Mauvaise gestion médiatique des garanties “pertes d’exploitation”, soutien à l’économie difficilement lisible, rivalités commerciales étalées en plein jour… La crise du Covid-19 a profondément écorné l’image de l’assurance dans l’opinion publique.
En terme d’image, l’assurance se remettra-t-elle de la crise du Covid-19 ? Difficile à dire, mais, en terme de communication, la crise sanitaire restera comme un violent échec pour tout le secteur.
Une très mauvaise gestion médiatique de la garantie “pertes d’exploitation”
La première et principale pomme de discorde est la garantie “pertes d’exploitation”. Dès le début du confinement, les entreprises victimes de fermetures administratives ont voulu faire jouer cette garantie. Le régulateur des assurances a récemment confirmé que 93% de ces contrats ne couvraient pas le risque du Covid-19. L’absence d’indemnisation était donc le plus souvent légitime.
Mais la filière n’a pas réussi à faire passer sereinement ce message. D’autant que plusieurs assurances ont refusé en bloc toute indemnisation, même pour des contrats l’autorisant. Plusieurs restaurateurs ont dû attaquer leur assureur en justice pour obtenir gain de cause. Avec de médiatiques victoires à la clé.

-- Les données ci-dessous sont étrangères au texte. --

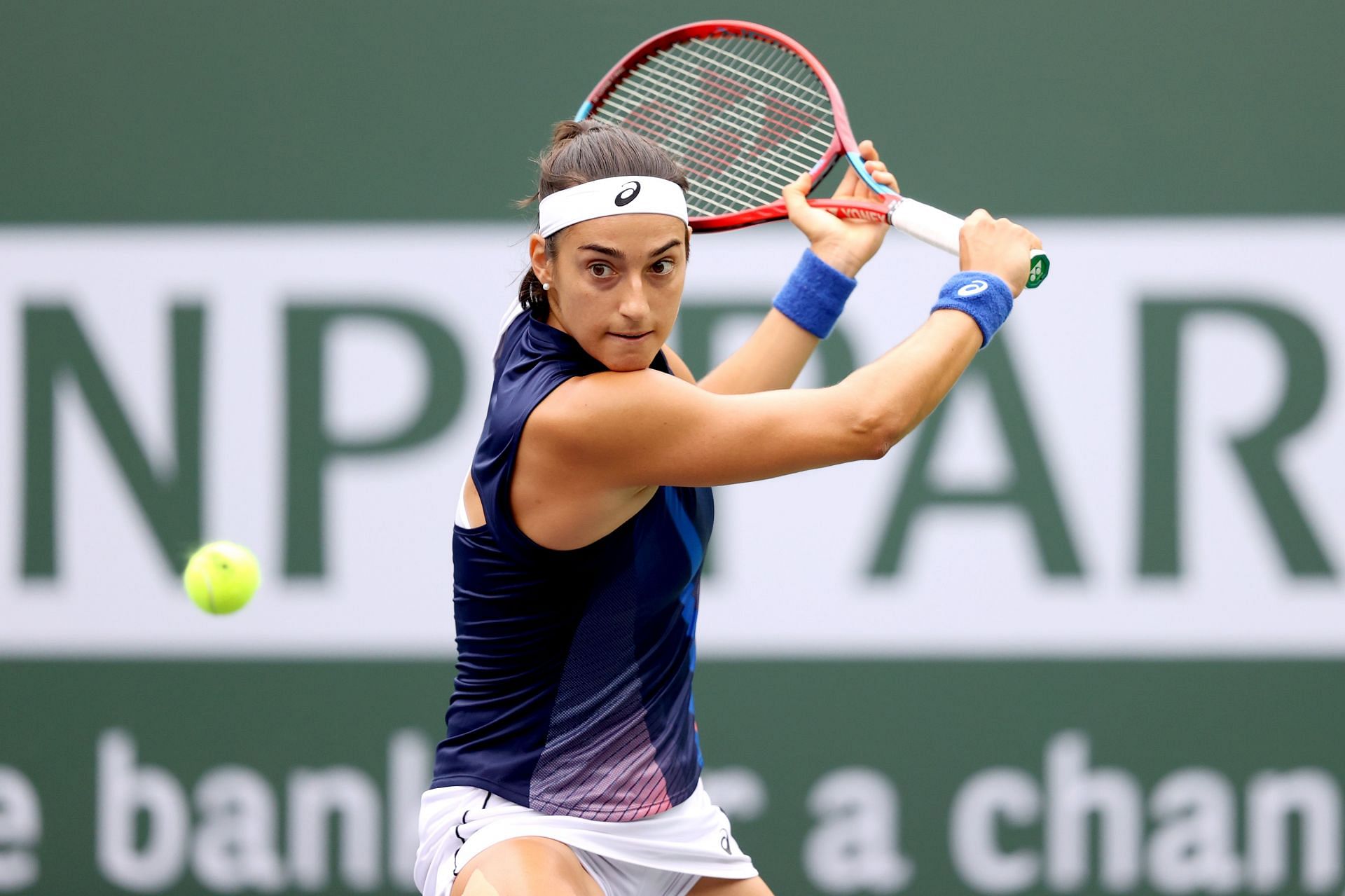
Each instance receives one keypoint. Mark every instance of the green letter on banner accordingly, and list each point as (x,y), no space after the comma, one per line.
(1029,488)
(1305,389)
(311,448)
(55,347)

Le déficit d’image a été considérable : les assureurs “ont commencé par se taire, pour ensuite dire que si on remboursait les pertes, l’assurance serait ruinée. Expliquer ça à des gens déjà ruinés, ça ne porte pas. En termes d’image, c’est désastreux”, expose une source proche du secteur. “Clairement nos explications au début auraient dû être moins techniques et plus claires”, a d’ailleurs reconnu Jean-Laurent Granier, patron de Generali France.
Quand les rivalités commerciales minent l’unité du secteur
Pour ne rien arranger, le secteur de l’assurance a peiné à tenir un discours unique sur la crise. Certains assureurs ont profité de la situation pour verser des primes exceptionnelles à leurs assurés. Le Crédit Mutuel et la Macif, tout en informant qu’ils ne pouvaient pas faire jouer la garantie “pertes d’exploitation”, ont annoncé à grand renfort de communication qu’ils verseraient 250 millions d’euros à leurs clients professionnels. Pour certains analystes, il s’agissait d’une pure stratégie commerciale, destinée à dissimuler des contrats peu clairs et sujets à contestation judiciaire.
La Maif, elle, a décidé de rembourser 100 millions à ses sociétaires pour faire suite à la baisse de la sinistralité automobile. En décalage complet avec la ligne générale du secteur, qui attendait la fin de l’année pour tirer le bilan de cette sinistralité et son impact éventuel sur les primes 2021. Ces initiatives “créent l’idée que tous les assureurs pouvaient payer, c’est malhonnête”, s’énerve un autre assureur.
“On sort de cette crise avec une image déplorable”
“Il va y avoir des traces. Il reste des points de frictions assez importants entre bancassureurs et assureurs traditionnels. Je ne sais pas comment ça peut évoluer dans le temps”, s’inquiète un dirigeant du secteur.
“On sort de cette crise […] avec une image déplorable” alors qu’“on a donné pour le pays” et qu’“on a été touché par des sinistres considérables”, expose un dirigeant français d’assurance. En effet, le secteur a versé deux fois 200 millions d’euros au plan de solidarité gouvernemental, puis a annoncé 1,5 milliard d’euros d’investissements exceptionnels dans les entreprises françaises. Ainsi que près de 2 milliards d’euros d’aides individuelles fournies par chaque assureur. Un soutien rendu inaudible par une communication défaillante. Les efforts pour réparer l’image du secteur dans l’esprit des Français risquent d’être très importants.